When I get home, I meet my roommates ... in a good mood. Rex and Cody are sitting on the couch sipping beer. Wesley makes sandwiches in the kitchen.

"Do you have some for me too, Bro?" I'm always hungry, I don't need to ask, he knows.

"Sure Bro, I know that from time to time you think with your stomach instead of just with other part of your anatomy…. But to be honest, I'm not sure if this part still work, you haven't had sex one week long, "he grins like crazy and laughs at my again the asshole .

At the word sex, Rex and Cody turn to us and want the update of the happenings

And Wes makes the update

"The status is like this: the four of us, hard fuckers, are only three hard fuckers now, because one of us fell gloriously on the field of love. The most famous womanizer on the campus no longer lives up to his reputation and is forced to give up his title Ficker No.1 "and they all laugh, they almost roll on the floor, it's so funny, real.

I don't even try to give back answer, I know I have no chance. Finally I entrusted all my thoughts about Padmé to Wesley, showed him Padmé and informed him about my lunch date. He's my best friend ... and now he's laughing at me, OK. not really. My situation is certainly a little strange for my roommates, they won't laugh anymore when they notice that I'm very serious.

"OK. if you think I'm need less energy now, just give me one sandwich. " He knows and knows I like sandwiches with ham and extra cheese and I actually get one only .

"Thanks Bro, I'll be definitely full of that." I take another glass of milk, yes I also drink milk, from the refrigerator and go to my room to study, against all the protests of my roommates. I know that I have to learn, as I said, I need a better average than I thought befor. Let's go for four-point-seventeen GPA.

I hear Wesley, Cody and Rex laughing in the living room, maybe about me, but that doesn't bother me now, I concentrate on work and after two hours I have done what I had planned. I go to the bathroom again, take care of my business, brush my teeth and wish my friends * good night *. They watch me with a dose of skepticism and wish me the same. I go to my room, pull my sleeping pants, turn off the lights and slide into my bed. I am tired and try to sleep, yes I really do, but the sleep does't come. She is spinning in my head again. Damn it. When I only think of her my dick twitches in my sleeping pants. This has never happened to me before. I always had plenty of help with certain needs, I didn't need to fantasize about sex. I'm wound up so tight that my balls ache. But now ? What should I do now ? Should I wait until my hard erection is gone or should I lay my hand on myself? Yes, I did this when I was teenager and old enough to know why my dick got hard. I'm almost embarrassed. I'm not a teenager anymore, I'm a man ... but the problem still remains. I slide my right hand down my sleeping pants and start caressing my steel-hard erection. This is just the beginning. My breath gets faster and heavier, my heart goes crazy. I pump into my fist and imagine how I beat in Padmé's wet heat, her breasts in my hand and her nipples in my mouth. I can almost hear her meowing in ecstasy below me and calling my name. After firmer and faster pumping movements, I feel the tingling along my spine, my abdominal muscles tighten, my balls ache, my hip thrusting up into my fist several times, my dick starts to twitch and my orgasm hits me with full force. In several spurts I pour the seeds on my own stomach. Oh my God ! My heart is beating like crazy against the ribs, I have hardly any air in my lungs, there is a slight sheen of sweat all over my body.

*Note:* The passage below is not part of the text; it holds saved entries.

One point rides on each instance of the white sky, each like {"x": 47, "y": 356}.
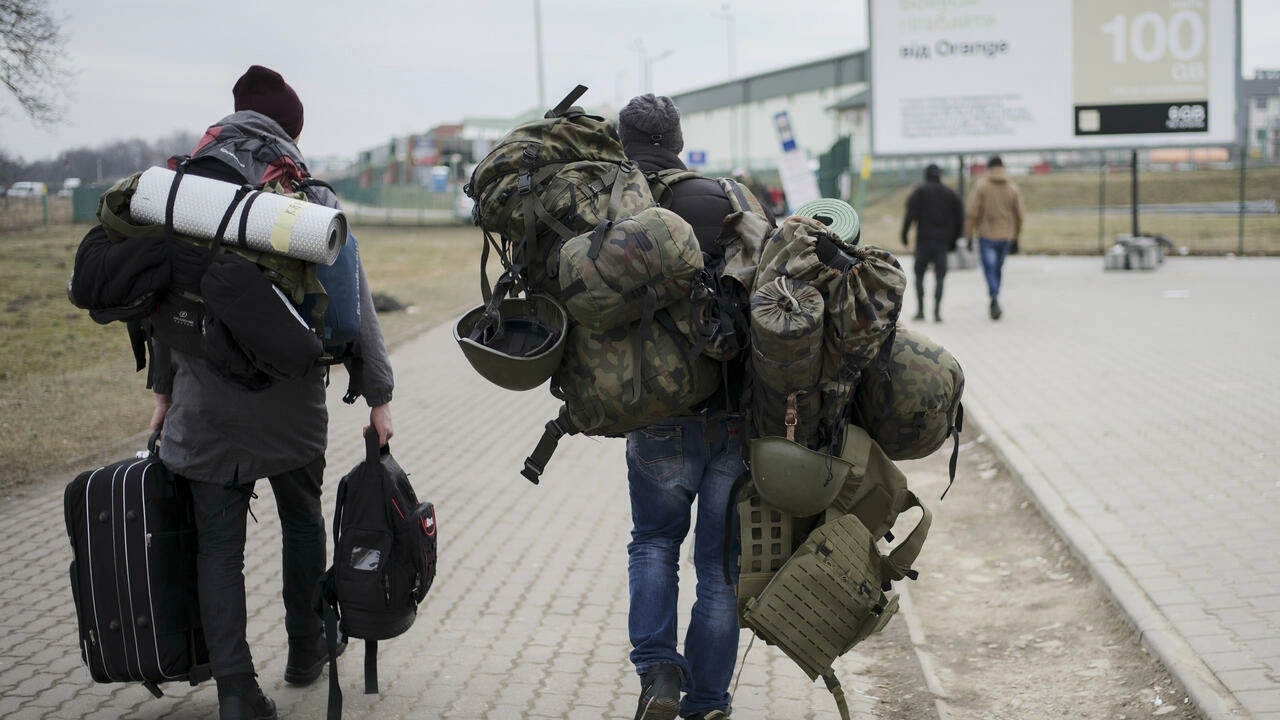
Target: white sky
{"x": 371, "y": 69}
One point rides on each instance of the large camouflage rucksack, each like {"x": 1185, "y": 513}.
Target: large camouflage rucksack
{"x": 821, "y": 310}
{"x": 571, "y": 218}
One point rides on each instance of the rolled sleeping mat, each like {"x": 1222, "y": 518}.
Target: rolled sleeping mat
{"x": 274, "y": 223}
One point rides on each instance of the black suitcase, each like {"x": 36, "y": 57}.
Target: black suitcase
{"x": 133, "y": 574}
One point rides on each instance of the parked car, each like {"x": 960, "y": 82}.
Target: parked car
{"x": 24, "y": 188}
{"x": 68, "y": 188}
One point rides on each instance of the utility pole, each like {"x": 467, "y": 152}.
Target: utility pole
{"x": 726, "y": 14}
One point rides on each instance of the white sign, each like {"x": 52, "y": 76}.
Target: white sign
{"x": 972, "y": 76}
{"x": 799, "y": 183}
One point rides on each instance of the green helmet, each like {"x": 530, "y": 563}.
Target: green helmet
{"x": 794, "y": 478}
{"x": 517, "y": 347}
{"x": 910, "y": 401}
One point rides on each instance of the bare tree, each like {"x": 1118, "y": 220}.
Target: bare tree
{"x": 32, "y": 60}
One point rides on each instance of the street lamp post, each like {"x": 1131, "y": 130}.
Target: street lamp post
{"x": 726, "y": 14}
{"x": 538, "y": 49}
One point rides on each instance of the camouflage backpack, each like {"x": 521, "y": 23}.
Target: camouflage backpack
{"x": 571, "y": 217}
{"x": 801, "y": 382}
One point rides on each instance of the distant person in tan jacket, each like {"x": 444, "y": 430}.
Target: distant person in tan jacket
{"x": 995, "y": 215}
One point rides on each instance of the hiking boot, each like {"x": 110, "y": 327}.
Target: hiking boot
{"x": 708, "y": 715}
{"x": 241, "y": 698}
{"x": 659, "y": 692}
{"x": 307, "y": 659}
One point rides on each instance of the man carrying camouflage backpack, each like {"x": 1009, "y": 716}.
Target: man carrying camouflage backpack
{"x": 693, "y": 455}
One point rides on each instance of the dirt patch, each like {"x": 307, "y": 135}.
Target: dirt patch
{"x": 1009, "y": 621}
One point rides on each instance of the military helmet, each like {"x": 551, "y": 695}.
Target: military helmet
{"x": 794, "y": 478}
{"x": 519, "y": 346}
{"x": 912, "y": 402}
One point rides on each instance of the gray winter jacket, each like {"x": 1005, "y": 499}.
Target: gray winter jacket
{"x": 219, "y": 432}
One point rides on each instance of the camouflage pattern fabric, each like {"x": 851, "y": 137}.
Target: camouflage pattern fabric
{"x": 638, "y": 265}
{"x": 908, "y": 402}
{"x": 786, "y": 351}
{"x": 824, "y": 600}
{"x": 862, "y": 305}
{"x": 625, "y": 378}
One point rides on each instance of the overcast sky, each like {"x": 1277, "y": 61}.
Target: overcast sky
{"x": 371, "y": 69}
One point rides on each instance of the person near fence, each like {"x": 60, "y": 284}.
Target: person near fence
{"x": 996, "y": 219}
{"x": 937, "y": 213}
{"x": 223, "y": 437}
{"x": 671, "y": 464}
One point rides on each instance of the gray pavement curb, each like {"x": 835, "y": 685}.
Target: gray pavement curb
{"x": 1153, "y": 628}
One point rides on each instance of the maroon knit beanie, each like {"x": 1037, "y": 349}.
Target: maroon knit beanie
{"x": 265, "y": 91}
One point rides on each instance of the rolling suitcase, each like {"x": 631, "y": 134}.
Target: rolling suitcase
{"x": 133, "y": 574}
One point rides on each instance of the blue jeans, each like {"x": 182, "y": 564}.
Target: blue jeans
{"x": 993, "y": 253}
{"x": 670, "y": 465}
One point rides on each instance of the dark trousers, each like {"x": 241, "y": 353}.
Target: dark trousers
{"x": 220, "y": 524}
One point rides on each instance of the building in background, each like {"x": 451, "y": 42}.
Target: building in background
{"x": 1261, "y": 98}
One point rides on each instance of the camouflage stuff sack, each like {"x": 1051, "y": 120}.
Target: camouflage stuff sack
{"x": 909, "y": 400}
{"x": 862, "y": 290}
{"x": 625, "y": 378}
{"x": 630, "y": 270}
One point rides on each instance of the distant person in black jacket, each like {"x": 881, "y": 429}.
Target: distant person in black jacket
{"x": 937, "y": 213}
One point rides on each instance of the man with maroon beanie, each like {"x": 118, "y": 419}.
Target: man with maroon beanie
{"x": 222, "y": 437}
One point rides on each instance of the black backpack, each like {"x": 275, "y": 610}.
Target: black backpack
{"x": 383, "y": 560}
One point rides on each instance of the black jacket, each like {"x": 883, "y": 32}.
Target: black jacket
{"x": 700, "y": 201}
{"x": 938, "y": 215}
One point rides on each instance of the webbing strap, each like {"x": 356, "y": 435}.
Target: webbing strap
{"x": 730, "y": 527}
{"x": 955, "y": 446}
{"x": 329, "y": 602}
{"x": 897, "y": 564}
{"x": 241, "y": 238}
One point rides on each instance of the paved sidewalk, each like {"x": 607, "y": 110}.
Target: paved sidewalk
{"x": 526, "y": 616}
{"x": 1139, "y": 409}
{"x": 1142, "y": 411}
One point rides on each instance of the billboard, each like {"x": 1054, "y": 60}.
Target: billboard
{"x": 976, "y": 76}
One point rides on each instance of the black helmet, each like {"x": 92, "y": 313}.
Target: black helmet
{"x": 516, "y": 346}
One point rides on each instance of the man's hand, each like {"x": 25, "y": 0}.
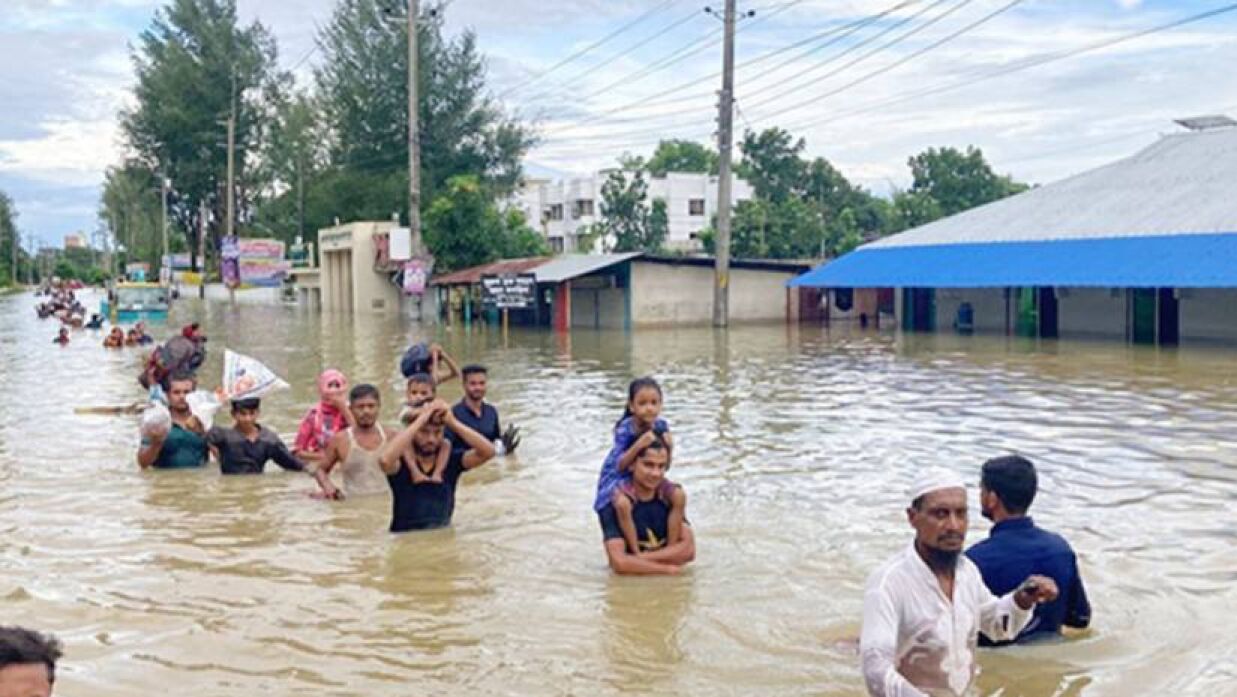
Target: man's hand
{"x": 1035, "y": 589}
{"x": 338, "y": 400}
{"x": 439, "y": 406}
{"x": 510, "y": 438}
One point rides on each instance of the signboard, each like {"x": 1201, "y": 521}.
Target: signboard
{"x": 301, "y": 255}
{"x": 137, "y": 271}
{"x": 416, "y": 272}
{"x": 401, "y": 244}
{"x": 229, "y": 268}
{"x": 510, "y": 291}
{"x": 177, "y": 261}
{"x": 260, "y": 261}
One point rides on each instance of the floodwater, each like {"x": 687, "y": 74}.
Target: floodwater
{"x": 794, "y": 447}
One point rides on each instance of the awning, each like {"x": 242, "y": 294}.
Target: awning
{"x": 1185, "y": 260}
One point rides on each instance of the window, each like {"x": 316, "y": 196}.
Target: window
{"x": 582, "y": 207}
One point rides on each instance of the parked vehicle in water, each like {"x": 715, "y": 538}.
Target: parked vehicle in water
{"x": 130, "y": 302}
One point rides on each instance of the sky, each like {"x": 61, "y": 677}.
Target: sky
{"x": 865, "y": 92}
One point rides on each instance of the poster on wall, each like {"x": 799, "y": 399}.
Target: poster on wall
{"x": 260, "y": 263}
{"x": 416, "y": 272}
{"x": 229, "y": 269}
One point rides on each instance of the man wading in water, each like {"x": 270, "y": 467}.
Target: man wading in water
{"x": 923, "y": 610}
{"x": 184, "y": 445}
{"x": 651, "y": 514}
{"x": 426, "y": 504}
{"x": 359, "y": 447}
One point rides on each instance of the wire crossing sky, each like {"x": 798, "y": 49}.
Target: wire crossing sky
{"x": 1045, "y": 88}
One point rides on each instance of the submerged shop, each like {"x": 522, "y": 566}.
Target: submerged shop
{"x": 617, "y": 291}
{"x": 1142, "y": 250}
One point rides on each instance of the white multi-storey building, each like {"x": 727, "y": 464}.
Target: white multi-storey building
{"x": 564, "y": 209}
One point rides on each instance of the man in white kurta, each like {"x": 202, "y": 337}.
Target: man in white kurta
{"x": 924, "y": 608}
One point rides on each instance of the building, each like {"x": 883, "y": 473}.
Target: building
{"x": 630, "y": 290}
{"x": 1142, "y": 250}
{"x": 563, "y": 211}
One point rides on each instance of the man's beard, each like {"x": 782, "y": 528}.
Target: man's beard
{"x": 940, "y": 560}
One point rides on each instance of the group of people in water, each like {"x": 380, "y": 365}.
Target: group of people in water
{"x": 925, "y": 610}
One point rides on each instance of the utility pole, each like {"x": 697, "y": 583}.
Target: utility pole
{"x": 166, "y": 260}
{"x": 413, "y": 134}
{"x": 16, "y": 245}
{"x": 202, "y": 248}
{"x": 725, "y": 138}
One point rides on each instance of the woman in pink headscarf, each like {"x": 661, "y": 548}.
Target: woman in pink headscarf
{"x": 325, "y": 419}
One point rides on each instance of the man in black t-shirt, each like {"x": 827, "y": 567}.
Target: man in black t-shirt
{"x": 427, "y": 504}
{"x": 481, "y": 416}
{"x": 651, "y": 513}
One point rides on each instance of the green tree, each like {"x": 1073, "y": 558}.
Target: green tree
{"x": 773, "y": 164}
{"x": 363, "y": 89}
{"x": 9, "y": 237}
{"x": 958, "y": 181}
{"x": 293, "y": 160}
{"x": 682, "y": 156}
{"x": 625, "y": 213}
{"x": 131, "y": 208}
{"x": 196, "y": 64}
{"x": 465, "y": 228}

Well, today was successful so far and from here I will work my way forward. To my mental note I just have to add a few important points that I have to mention on Thursday, everything else will work out, I'm good at interacting and improvising and she is a senior in political science, she has to be able to make conversation. We'll find a few topics to talk about. Sleep now Skywalker, tomorrow is also another day.